Trayvon Martin Shooting Won't Go Before Grand Jury - Yet
Though an indictment against shooter George Zimmerman in Trayvon Martin's death may yet be coming, it won't arrive this Tuesday.
Special prosecutor Angela Corey made it known Monday that Sanford, Fla.'s grand jury that convenes Tuesday won't yet hear her findings regarding Zimmerman's Feb. 26 shooting of the 17-year-old, unarmed Martin, the Associated Press reported. Corey did clarify that Zimmerman, a neighborhood watch volunteer, may yet face charges once her investigation has been completed.
Under Florida law, only first-degree murder cases actually require a grand jury presentation, though it remains an option in other cases at the prosecutor's discretion. Original prosecutor Norm Wolfinger reportedly intended on taking the case before a grand jury before he recused himself and Corey replaced him, but Corey has a reputedly has previously balked at taking cases unnecessarily before one.
The Martin case and its disparate media interpretations of the incident itself, the black teen victim's personal character and how an armed, half-white, half-hispanic Zimmerman approached the situation that night have slid American race relations and armed self-defense laws squarely back beneath a mass-media microscope.

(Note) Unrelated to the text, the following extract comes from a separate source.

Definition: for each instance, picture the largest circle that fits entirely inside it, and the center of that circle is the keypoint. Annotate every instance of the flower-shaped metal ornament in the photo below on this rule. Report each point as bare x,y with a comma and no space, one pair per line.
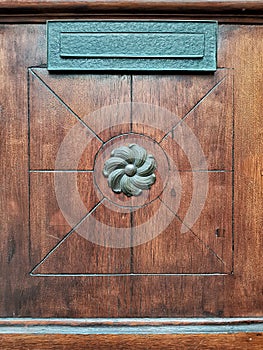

A patrolling Zimmerman allegedly encountered Martin - wearing a hooded sweatshirt and carrying bottled iced tea and Skittles - as Martin returned from a 7-11 around the corner from his Sanford home. Zimmerman claimed he'd begun following Martin when he initially found him suspicious, and that Martin then attacked him, resulting in Zimmerman opening fire in self defense. Under Florida's "Stand Your Ground" Law, if Zimmerman's defense can prove that Martin attacked first, Zimmerman could avert murder prosecution.